Friday, January 4, 2013

Open or Closed? Here's a vote for memories over molecules

Years ago, my Gran passed away.

 

Gran was the name we called my mother's father.

 

He was full of personality.

 

Blind in his later years, he continued playing piano using unique chords reminiscent of George Shearing.

 

An elegant beauty to his music.

 

He established our family's Society of Chocolate Lovers, making a fudge with his secret formula  passed down the ages and carefully guarded by his grandchildren.

 

Visiting Cleveland, he made a beeline for Mitchell's.

 

Mitchell's is a tiny shop in Cleveland Heights where Mr.

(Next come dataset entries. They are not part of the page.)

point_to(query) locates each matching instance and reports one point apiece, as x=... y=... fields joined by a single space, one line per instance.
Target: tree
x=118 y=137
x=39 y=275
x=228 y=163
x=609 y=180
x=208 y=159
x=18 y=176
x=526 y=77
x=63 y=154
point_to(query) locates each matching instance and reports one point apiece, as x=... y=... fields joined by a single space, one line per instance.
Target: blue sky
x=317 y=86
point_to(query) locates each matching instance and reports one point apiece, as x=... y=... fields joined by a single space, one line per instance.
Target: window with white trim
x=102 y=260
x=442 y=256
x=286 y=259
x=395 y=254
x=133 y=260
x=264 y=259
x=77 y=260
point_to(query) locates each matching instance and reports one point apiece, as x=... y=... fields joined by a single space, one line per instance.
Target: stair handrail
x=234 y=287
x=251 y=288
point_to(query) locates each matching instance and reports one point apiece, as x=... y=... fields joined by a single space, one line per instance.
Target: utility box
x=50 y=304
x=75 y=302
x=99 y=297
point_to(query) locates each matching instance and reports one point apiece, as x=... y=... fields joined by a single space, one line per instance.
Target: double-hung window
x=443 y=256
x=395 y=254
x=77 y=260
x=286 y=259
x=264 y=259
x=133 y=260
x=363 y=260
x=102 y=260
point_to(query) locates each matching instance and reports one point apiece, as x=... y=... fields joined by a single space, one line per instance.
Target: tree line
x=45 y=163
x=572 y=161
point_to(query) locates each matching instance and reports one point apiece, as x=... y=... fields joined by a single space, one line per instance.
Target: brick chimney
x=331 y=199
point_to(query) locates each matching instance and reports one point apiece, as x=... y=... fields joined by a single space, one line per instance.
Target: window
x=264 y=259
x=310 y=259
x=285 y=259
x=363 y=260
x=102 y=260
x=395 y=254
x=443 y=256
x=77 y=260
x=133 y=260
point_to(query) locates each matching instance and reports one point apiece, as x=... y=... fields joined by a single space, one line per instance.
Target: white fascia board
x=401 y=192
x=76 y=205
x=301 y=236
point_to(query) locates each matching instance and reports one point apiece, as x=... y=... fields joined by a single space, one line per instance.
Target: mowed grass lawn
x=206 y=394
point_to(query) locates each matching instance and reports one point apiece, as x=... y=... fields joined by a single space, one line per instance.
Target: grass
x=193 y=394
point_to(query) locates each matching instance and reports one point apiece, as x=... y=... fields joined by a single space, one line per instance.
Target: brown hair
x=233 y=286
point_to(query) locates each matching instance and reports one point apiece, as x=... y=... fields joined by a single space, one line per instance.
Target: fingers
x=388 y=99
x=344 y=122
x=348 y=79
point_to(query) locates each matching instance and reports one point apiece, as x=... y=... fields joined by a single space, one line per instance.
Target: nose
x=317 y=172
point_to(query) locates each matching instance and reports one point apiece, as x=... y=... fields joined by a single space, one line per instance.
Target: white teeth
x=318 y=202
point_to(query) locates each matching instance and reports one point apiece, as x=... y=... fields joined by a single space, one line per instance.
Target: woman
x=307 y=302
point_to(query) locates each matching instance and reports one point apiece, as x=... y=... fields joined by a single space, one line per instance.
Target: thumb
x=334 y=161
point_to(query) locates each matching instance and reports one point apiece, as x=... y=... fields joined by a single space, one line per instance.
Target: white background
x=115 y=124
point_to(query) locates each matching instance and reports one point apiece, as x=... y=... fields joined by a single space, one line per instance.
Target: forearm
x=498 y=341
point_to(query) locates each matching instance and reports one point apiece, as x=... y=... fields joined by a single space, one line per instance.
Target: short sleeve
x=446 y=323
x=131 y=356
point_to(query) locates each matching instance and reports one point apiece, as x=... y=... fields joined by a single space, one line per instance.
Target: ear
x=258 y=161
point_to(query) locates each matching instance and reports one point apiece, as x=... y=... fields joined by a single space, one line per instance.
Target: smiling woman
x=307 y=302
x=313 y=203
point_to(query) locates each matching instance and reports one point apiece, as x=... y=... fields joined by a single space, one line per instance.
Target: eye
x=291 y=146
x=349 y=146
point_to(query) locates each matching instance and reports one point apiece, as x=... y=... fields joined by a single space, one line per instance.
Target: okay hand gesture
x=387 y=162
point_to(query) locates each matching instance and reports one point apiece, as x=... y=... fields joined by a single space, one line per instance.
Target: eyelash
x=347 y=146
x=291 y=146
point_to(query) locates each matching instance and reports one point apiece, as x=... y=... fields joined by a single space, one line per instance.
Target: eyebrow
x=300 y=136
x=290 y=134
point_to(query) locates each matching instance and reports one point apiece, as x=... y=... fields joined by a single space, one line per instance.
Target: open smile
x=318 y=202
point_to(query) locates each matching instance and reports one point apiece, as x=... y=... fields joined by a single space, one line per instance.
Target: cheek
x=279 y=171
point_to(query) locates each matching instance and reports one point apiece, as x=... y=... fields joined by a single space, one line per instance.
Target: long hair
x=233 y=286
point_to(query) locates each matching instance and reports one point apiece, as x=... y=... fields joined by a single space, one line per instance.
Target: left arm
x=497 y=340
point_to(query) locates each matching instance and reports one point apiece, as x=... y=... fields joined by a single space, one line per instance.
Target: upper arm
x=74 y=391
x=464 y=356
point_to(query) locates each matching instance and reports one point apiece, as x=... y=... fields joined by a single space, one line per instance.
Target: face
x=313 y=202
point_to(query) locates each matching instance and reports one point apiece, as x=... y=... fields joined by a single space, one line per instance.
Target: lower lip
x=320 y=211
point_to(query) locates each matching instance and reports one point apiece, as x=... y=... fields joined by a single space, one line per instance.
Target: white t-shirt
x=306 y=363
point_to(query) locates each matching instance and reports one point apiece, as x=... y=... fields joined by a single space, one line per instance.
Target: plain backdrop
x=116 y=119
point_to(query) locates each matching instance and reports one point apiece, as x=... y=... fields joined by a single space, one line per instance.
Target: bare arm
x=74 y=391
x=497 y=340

Mitchell makes  concoctions that put this legendary candy emporium on the map when his mom and dad established it in 1939.

 

A fluffy whipped mint  marshmallow filling encased in a thick dark chocolate shell.

 

I've never tasted anything as unique and delicious anywhere on earth.

 

Gran was a West Point graduate  who charged up San Juan Hill with Teddy Roosevelt.

 

He was filled with what the French call "Joie de Vivre".

 

The joy of life.

 

A friend of Gran's came to the wake,  explaining that he wouldn't glance at the body  in the open casket.

 

"I want to remember him the way he was: so alive!"

 

I agree.

 

My friends, this column is not about a great man's death.

 

It's about the good sense in keeping caskets closed.

 

Research tells us  viewing the body has psychological value.

 

Looking at the remains helps communicate the reality that the loved one is gone.

 

Baloney.

 

We are  logical and sophisticated.

 

We know what death is.

 

Our bodies are merely the box our souls are packaged in.

 

We don't need to remember someone by standing around and staring at that empty box.

 

I am not this frail shell.

 

I am the time I made myself late by stopping to get the newspaper for my mother-in-law.

 

I'm the jerk who opens a  new carton of milk even though there's still a little bit left in the previously opened carton.

 

I am all the acts of love or selfishness or shame or courage that paint the picture of my life.

 

We  paint this canvas throughout our lives from  pallets of varied behavior and experience.

 

Think about the life of the one we've lost and treasure the great memories.

 

Recall the example set by that life.

 

Examine that self-portrait.

 

Take care of that box while you're stuck with it.

 

But after you're gone, we should remember the contents, not the box.

 

Funeral directors may disagree but I'm convinced.

 

Take the position of prayer on that kneeler in front of the coffin and offer a petition for God to embrace the  eternal soul.

 

Why would you take a long wooden box and open it up to display another box inside?

 

Please don't distract me with the packaging.

 

Celebrate the life.

 

Not the wrapper it came in.

 

It wasn't that complex configuration of carbon molecules that fought with Teddy's Rough Riders.

 

It was the man inside.

 

Let me see that man.

 

Close the  casket.

1 comment:

  1. I enjoy the column in the News-Herald because it gets me to think and make my own evaluations. Everyone has their own perspective- thanks for taking the time to share your ideas and experiences.